How to Derive Shallow-water Bathymetry Measurements From Satellites
TCarta Marine, a provider of marine geospatial products, is commercializing a new technique to derive highly accurate shallow-water bathymetry measurements from NASA’s ICESat-2 satellite data. The new methodology is being developed with funding from the National Science Foundation (NSF). In 2018, NSF awarded the company a Phase 1 Small Business Innovation Research (SBIR) grant to commercialize new satellite-derived bathymetric (SDB) measurement technologies. Referred to as Project Trident, the research focused on leveraging Artificial Intelligence (AI) - machine learning and computer vision - to determine shallow-water seafloor depth in variable water conditions.
Bathymetric Data Extraction Tool
“As participants in NASA’s Applied Users Program, we incorporated laser data from ICESat-2 as a validation tool for the enhanced SDB technologies under development,” said TCarta President Kyle Goodrich. “The results were so impressive we plan to introduce a stand-alone ICESat-2 bathymetric data extraction tool as one of several commercial products from our NSF work.”
NSF awarded TCarta a $750,000 Phase 2 grant in late 2019 to continue Project Trident for an additional two years. Phase 2 will incorporate the new ICESat-2 research into the project’s original objective of enhancing existing SDB technologies with AI capabilities to measure seafloor depths in diverse water conditions.
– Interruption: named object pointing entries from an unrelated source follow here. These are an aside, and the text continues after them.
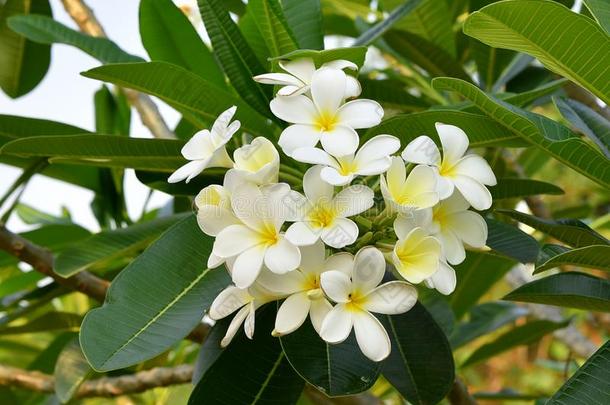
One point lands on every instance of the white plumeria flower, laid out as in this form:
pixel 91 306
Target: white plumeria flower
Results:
pixel 325 117
pixel 468 173
pixel 303 288
pixel 404 193
pixel 357 297
pixel 300 73
pixel 416 256
pixel 247 300
pixel 257 239
pixel 371 159
pixel 321 214
pixel 207 148
pixel 257 162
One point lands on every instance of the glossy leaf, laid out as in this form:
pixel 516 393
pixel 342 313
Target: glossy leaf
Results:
pixel 590 385
pixel 570 231
pixel 420 365
pixel 339 369
pixel 530 26
pixel 555 139
pixel 569 289
pixel 24 63
pixel 591 257
pixel 155 301
pixel 267 375
pixel 521 335
pixel 101 248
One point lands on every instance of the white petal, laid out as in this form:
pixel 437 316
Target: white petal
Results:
pixel 341 141
pixel 337 325
pixel 282 257
pixel 474 192
pixel 371 336
pixel 360 113
pixel 454 141
pixel 296 109
pixel 354 200
pixel 247 266
pixel 341 233
pixel 422 150
pixel 298 136
pixel 336 285
pixel 394 297
pixel 369 268
pixel 292 313
pixel 328 90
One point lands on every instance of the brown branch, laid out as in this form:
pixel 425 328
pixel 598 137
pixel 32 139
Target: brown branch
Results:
pixel 149 114
pixel 102 387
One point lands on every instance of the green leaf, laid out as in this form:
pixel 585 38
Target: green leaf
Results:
pixel 24 63
pixel 569 289
pixel 590 385
pixel 155 301
pixel 511 241
pixel 520 336
pixel 508 25
pixel 420 365
pixel 269 18
pixel 199 100
pixel 601 11
pixel 270 379
pixel 355 54
pixel 555 139
pixel 482 131
pixel 304 18
pixel 475 276
pixel 517 188
pixel 99 249
pixel 339 369
pixel 168 35
pixel 102 150
pixel 591 257
pixel 376 31
pixel 234 54
pixel 71 370
pixel 571 231
pixel 587 121
pixel 486 318
pixel 45 30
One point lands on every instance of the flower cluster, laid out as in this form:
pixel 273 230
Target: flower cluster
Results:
pixel 279 243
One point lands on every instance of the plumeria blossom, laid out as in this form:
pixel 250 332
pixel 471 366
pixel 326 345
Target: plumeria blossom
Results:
pixel 207 148
pixel 320 214
pixel 243 300
pixel 371 159
pixel 303 289
pixel 469 173
pixel 359 295
pixel 299 74
pixel 257 239
pixel 325 118
pixel 404 193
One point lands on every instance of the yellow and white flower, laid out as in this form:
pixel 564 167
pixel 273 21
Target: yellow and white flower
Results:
pixel 299 75
pixel 371 159
pixel 321 214
pixel 469 173
pixel 359 295
pixel 325 118
pixel 207 148
pixel 404 193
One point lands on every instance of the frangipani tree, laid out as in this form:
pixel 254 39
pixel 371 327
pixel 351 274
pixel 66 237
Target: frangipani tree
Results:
pixel 358 221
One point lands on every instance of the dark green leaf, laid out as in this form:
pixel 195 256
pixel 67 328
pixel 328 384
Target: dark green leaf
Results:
pixel 155 301
pixel 569 289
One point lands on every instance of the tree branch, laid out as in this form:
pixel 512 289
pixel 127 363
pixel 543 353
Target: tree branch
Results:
pixel 149 113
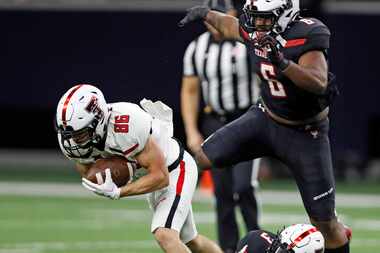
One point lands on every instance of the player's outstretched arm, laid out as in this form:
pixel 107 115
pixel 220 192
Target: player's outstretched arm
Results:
pixel 311 72
pixel 82 168
pixel 227 25
pixel 151 158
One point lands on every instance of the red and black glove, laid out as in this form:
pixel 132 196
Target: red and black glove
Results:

“The breakthroughs we made with NSF funding will enable us to apply SDB technology in geographic areas and water conditions not previously possible,” said Goodrich. “The results will have commercial impacts on marine operations related to oil and gas exploration and production, coastal infrastructure engineering, environmental monitoring, and geospatial intelligence (GEOINT) activities.”